Re: Use of ISpell dictionaries with tsearch2 - what is

From: Teodor Sigaev <teodor(at)sigaev(dot)ru>
To: Don Walker <don(dot)walker(at)versaterm(dot)com>
Cc: pgsql-general(at)postgresql(dot)org
Subject: Re: Use of ISpell dictionaries with tsearch2 - what is
Date: 2006-05-01 14:30:51
Message-ID: 44561B9B.70004@sigaev.ru
Views: Raw Message | Whole Thread | Download mbox | Resend email
Thread:
Lists: pgsql-general

> 1. If I am correct about this then what is the point of using the ISpell
> dictionary in the first place?

Yes. The main goal of any dictionaries is a 'normalize' lexeme, ie to
get a infinitive.
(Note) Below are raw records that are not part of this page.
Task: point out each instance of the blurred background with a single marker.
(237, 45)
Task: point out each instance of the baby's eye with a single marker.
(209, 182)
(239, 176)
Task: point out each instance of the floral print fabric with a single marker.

It's very important for languages with variable word's
form such as french, russian, norwegian etc. So, if dictionaries are
used, user don't think about exact form of word for searching.

There is two basic approaches for dictionaries: stemming and vocabulary
based. First one tries to remove variable end of word, in tsearch2 it's
a snowball dictionaries. Second is ispell - it tries to find word in
vocabulary with some grammar changes.

>
> 2. Is there a solution for correcting spelling mistakes in the documents you
> index? I have seen the readme files for pg_trgm,
> http://www.sai.msu.su/~megera/postgres/gist/, which would allow me to
> suggest other terms for a query if the misspellings were common enough. I'd
> rather fix the problem at index time so that querying with the proper term
> would find any misspelled terms (within reason).

It's possible, but it may produce unpredictable results for searching,
example from head (sorry, russian):

horosho - good ('sh' in russian is one character)
herovo - bad ( slang )

horovo - where is mistype? second character or 5-th? If we correct this
to one or both variants, user will get 'bad' for searching query 'good'...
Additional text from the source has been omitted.